Hair cell exocytosis
Auditory sensory hair cells release glutamate onto the afferent nerve fibers to refine the ascending auditory pathways during development and to transduce incoming sound-stimulation in adulthood. Here, we examine the mechanism underlying the autonomous and evoked synaptic release before and after the onset of hearing, respectively.
Synaptic release in the hair cells. Inner hair cell synapse harbors a synaptic ribbon, a large organelle, which tethers a halo of glutamate-filled synaptic vesicles. In response to sound stimulation, hair cell depolarizes. The calcium influx through the voltage-gated calcium channels triggers the fusion of synaptic vesicles to the plasma membrane.
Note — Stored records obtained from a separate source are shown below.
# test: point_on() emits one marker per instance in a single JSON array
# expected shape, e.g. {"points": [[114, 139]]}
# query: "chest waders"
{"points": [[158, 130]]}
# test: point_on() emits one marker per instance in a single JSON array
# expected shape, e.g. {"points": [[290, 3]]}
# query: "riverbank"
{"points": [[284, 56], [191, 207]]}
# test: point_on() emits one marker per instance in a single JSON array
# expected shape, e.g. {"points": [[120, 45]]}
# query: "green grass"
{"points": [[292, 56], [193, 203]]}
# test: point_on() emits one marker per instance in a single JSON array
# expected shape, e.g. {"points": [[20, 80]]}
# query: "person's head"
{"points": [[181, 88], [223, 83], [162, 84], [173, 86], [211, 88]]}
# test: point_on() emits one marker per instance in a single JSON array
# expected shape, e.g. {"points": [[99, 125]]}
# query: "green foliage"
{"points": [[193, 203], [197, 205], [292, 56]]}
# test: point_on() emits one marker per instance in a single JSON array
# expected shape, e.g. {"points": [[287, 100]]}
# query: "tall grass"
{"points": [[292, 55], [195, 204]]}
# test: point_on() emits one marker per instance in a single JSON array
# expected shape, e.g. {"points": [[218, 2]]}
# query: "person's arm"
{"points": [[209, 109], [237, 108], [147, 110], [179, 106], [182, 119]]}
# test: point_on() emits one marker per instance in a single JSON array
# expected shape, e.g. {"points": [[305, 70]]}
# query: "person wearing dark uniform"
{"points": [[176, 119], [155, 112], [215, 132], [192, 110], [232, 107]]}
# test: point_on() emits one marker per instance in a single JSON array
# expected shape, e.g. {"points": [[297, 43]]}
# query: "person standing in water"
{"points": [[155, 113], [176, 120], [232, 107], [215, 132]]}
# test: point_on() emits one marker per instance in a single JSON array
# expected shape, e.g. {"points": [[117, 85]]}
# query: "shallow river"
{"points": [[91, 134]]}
Glutamate, released into the synaptic cleft, activates the postsynaptic glutamate receptors from the afferent auditory nerve fibers.
Wiring and activity of the auditory nerve fibers
To achieve a sound-coding over a large range of frequencies and intensities, the auditory nerve fibers differ in their activation threshold and in their distribution along the cochlear tonotopic axis. Here, we combine electrophysiology and computational modeling to determine the wiring and the weight of the fibers in the auditory nerve. This will enable to develop electrophysiological probes to map the distribution of the fibers in the auditory nerve and hence to detect hidden auditory loss.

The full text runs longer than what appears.